Try NILIF, nothing in life is free, with him. He does a sit, a down, or some other 'trick' you've taught him before he eats, goes through a door, gets petted, is re-allowed(?) up on the couch, etc. I've heard it's good for overly pushy, feisty, assertive dogs.


----------



## Ivy's mom (Feb 15, 2008)

DO you use pee pee pads??? or what for house training. 

Lori


----------



## Katie (Apr 9, 2005)

We use pads to avoid accidents here. Rule of thumb is if you're having accidents it's usually the owners fault, although he may have an underlying health issue that needs attention like a UTI or something. Is he neutered? That also helps with potty training. Once I got my second chi, my first caught on very quickly.. they love to pee on each others pee on the pads :lol:


----------



## Chi-Chi (Jun 3, 2008)

thanks for all the replies!

I don't use the pee pads...so far what I have been doing is letting him out RIGHT after eatting and sleeping, or when ever he starts pacing. which he ussually does if he has to go..

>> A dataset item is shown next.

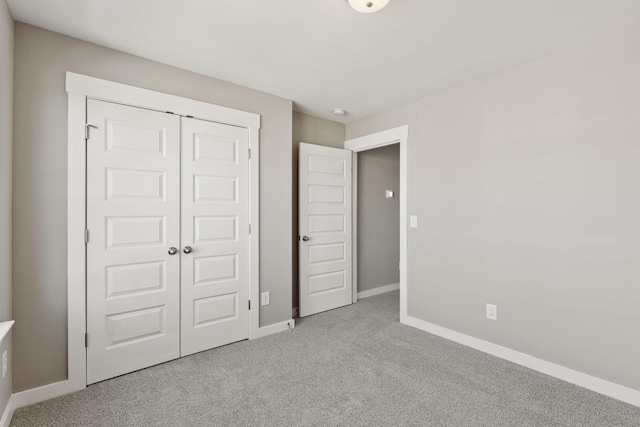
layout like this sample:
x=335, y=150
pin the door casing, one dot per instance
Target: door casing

also when I bring him outside I wait and wait no matter how long (sometimes takes up to 20 minutes) for him to "do his buisness" and when he does he is showered with praise and is finally allowed inside. It has been working quite well, now when I let him outside he usually "goes" first thing and runs back inside to avoid being stuck out there. haha

My parents work at home and I have 4 siblings so someone is ALWAYS home to let him out, which is why I decided to train him to just go outside rather than litter box's or pee pads. He also gets walked in the morning, at lunch, once while I'm at school, when I get back from school, and then again in the afternoon..so he is being let out alottt! but I am really hoping he learns to hold it in at least for school hours so I don't always have to come home from school at lunch to walk him.

No, he is not neutered but I plan on getting it done realllyy soon. does is help with house training? I also heared it might help with agression..is that true?

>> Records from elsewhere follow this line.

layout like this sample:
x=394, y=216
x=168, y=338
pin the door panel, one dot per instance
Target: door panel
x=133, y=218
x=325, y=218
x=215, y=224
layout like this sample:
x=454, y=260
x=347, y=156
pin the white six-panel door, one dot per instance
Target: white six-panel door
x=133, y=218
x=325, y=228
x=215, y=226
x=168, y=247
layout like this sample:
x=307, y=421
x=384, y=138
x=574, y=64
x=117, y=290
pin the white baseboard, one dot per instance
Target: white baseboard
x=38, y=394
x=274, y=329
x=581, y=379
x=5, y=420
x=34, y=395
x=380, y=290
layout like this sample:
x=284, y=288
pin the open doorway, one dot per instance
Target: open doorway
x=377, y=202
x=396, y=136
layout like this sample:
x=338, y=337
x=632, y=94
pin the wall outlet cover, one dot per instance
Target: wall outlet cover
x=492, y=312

Pauline Leland - I don't quite understand what you mean by NILIF, do you mean that in order to get anything good he has to work for it??

I have been making him sit before he gets food, does that count?

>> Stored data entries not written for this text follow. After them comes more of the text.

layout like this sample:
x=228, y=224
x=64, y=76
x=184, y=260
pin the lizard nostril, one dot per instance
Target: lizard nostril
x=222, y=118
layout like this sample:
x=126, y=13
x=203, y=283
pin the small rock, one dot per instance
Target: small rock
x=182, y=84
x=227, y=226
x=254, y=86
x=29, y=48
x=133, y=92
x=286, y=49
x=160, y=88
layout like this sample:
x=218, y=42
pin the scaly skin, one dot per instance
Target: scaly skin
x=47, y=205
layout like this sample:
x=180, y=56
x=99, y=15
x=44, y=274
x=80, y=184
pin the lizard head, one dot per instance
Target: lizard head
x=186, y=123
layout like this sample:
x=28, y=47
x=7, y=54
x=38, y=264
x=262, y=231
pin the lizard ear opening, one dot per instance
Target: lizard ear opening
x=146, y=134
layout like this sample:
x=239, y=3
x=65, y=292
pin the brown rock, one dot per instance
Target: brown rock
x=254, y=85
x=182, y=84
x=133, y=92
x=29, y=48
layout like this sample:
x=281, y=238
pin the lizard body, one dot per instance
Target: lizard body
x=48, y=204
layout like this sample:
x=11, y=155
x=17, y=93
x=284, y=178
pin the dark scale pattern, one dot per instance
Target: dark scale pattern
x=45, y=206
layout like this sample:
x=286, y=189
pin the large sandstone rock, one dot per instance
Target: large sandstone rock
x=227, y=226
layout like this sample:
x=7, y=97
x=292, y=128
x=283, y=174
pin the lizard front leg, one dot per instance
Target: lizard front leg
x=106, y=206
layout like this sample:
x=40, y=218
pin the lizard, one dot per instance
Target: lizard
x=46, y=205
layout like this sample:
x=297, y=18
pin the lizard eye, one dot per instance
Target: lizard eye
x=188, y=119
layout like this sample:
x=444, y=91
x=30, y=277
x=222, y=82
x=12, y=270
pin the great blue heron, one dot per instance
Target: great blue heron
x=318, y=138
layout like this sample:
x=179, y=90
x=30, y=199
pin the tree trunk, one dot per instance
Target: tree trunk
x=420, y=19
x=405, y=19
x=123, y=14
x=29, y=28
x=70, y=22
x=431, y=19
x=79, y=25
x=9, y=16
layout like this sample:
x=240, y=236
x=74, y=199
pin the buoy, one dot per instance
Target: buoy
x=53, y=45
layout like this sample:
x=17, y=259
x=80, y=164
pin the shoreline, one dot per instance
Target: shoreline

I read somewhere that if a dog growls at you, you should hold them by the scruff and make them lie on their back to show your boss...does this work? or will it make him growl more? or possibly bite?

I also read that if a dog wont stop barking you teach them the quiet command...by saying "quiet" when it's barking and squirt the dog with water afterward to startle the dog...then praise the dog if it keeps quiet. has anyone tried this? does it work?

Lastly, I noticed he doesn't like people taking things away from him. So what I tried was taking away his toys or whatever is in his mouth, praise him if he lets me take it without a fuss, and then I give it back. Is this an OK method? or will it teach him to fear me taking stuff from him more?


thanks! sorry for my long posts and bad grammer.


----------



## Pauline Leland (Oct 9, 2006)

Yes, that's what I meant. He has to work for *everything*.


----------



## *Sarah* (Apr 19, 2005)

Generally if you are having accidents it's best to try and put them out every hour, a chi does have a very small bladder. Also as an un-neutered male he will be marking like crazy in a new place, especially if he is having alpha problems.

as for barking he needs to know who is boss, If he is currently sleeping on your bed etc demote him to a basket, Never allow him to sit next to you while you are eating and only feed him in his dog bowl. You need to show him pack order and that you are alpha not him.

Chi's do bark to protect their owners but I would try to nip this 'aggressive' barking in the bud.


----------